ARTWORK DETAILS
David Aston
Young woman with unicorn (Portrait of our age)
Carved antique mahogany card table, mannequin hands, engraved silver bracelet, working iPhone in record mode
91 H x 91 W x 11 D cm
2024
FURTHER DETAIL
Early renaissance Petrach poetry used allegory to express the duality and the danger of attraction to forces intent on exploiting your good nature. 16th century renaissance artists understood this and incorporated Petrach’s allegorical symbolism in the form of mythical beasts in their contemporary portraits of women.
Writing in his Bestiary, Da Vinci demonstrates this understanding of mythical creatures and describes the naivety of the unicorn in anthropomorphic terms…

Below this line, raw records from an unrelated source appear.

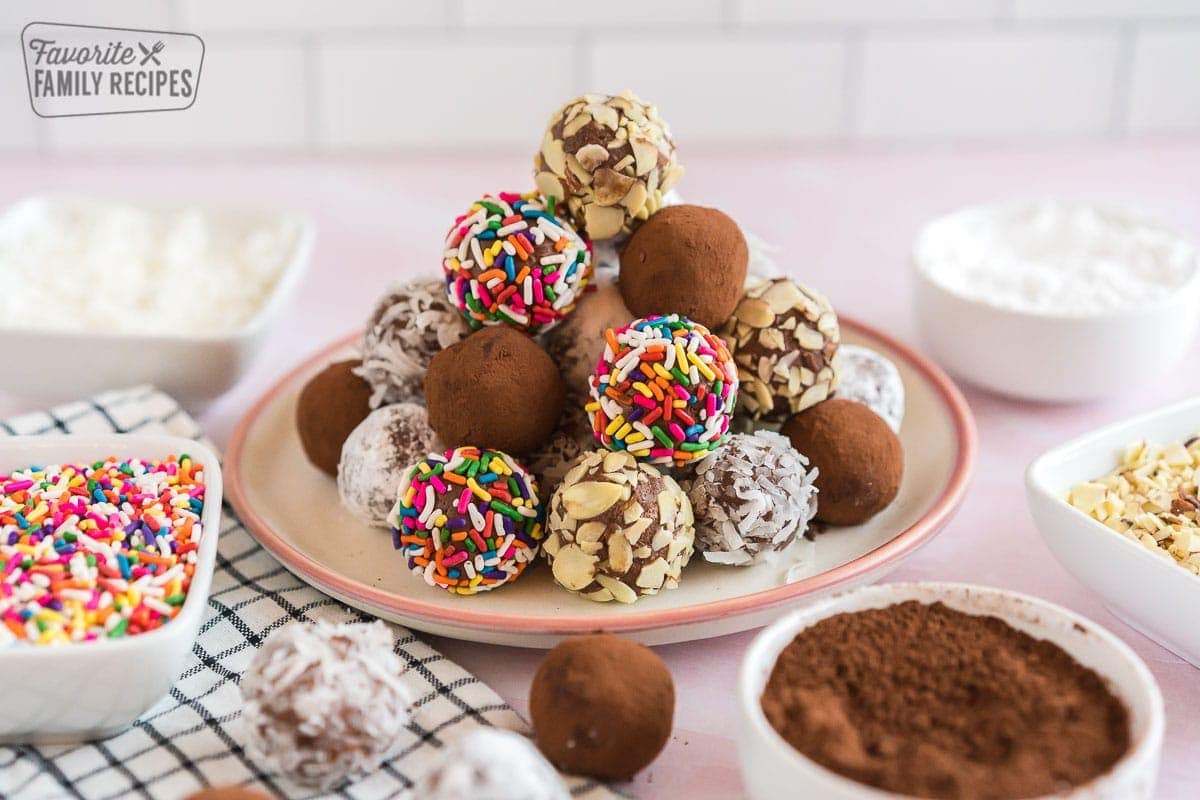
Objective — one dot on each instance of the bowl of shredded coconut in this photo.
(117, 293)
(1055, 301)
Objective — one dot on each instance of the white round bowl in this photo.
(1051, 356)
(773, 769)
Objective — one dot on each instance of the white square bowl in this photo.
(189, 365)
(1149, 591)
(93, 690)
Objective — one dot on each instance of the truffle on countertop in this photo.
(601, 707)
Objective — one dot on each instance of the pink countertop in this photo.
(846, 220)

Shoshana Zuboff, in The age of surveillance capitalism and a chapter entitled Every unicorn has it’s hunter, describes surveillance capitalism as “a vampire…that feeds on labour, but with an unexpected turn. Instead of labour, surveillance capitalism feeds on every aspect of every human’s experience.”
Young woman with unicorn (portrait of our age) is a contemporary multi-media allegorical portrait of surveillance capitalism in the style of a Renaissance Petrach portrait.
It serves as a reminder to contemporary viewers of the duality of the unicorns of the tech world. The faceless portrait contains no unicorns. The viewer becomes the captive unicorn and it is their privacy that is hunted to extinction in the age of surveillance capitalism.
This Petrach meaning is reinforced by the engraving on her antique silver bracelet, which is engraved with "Virtutem Forma Decorat", meaning Virtue Adorns Beauty, or beauty is found in the things you do for others, not what you appear to be. These words are engraved on the reverse of Ginevra de' Benci, a Petrach portrait by Da Vinci (see detail).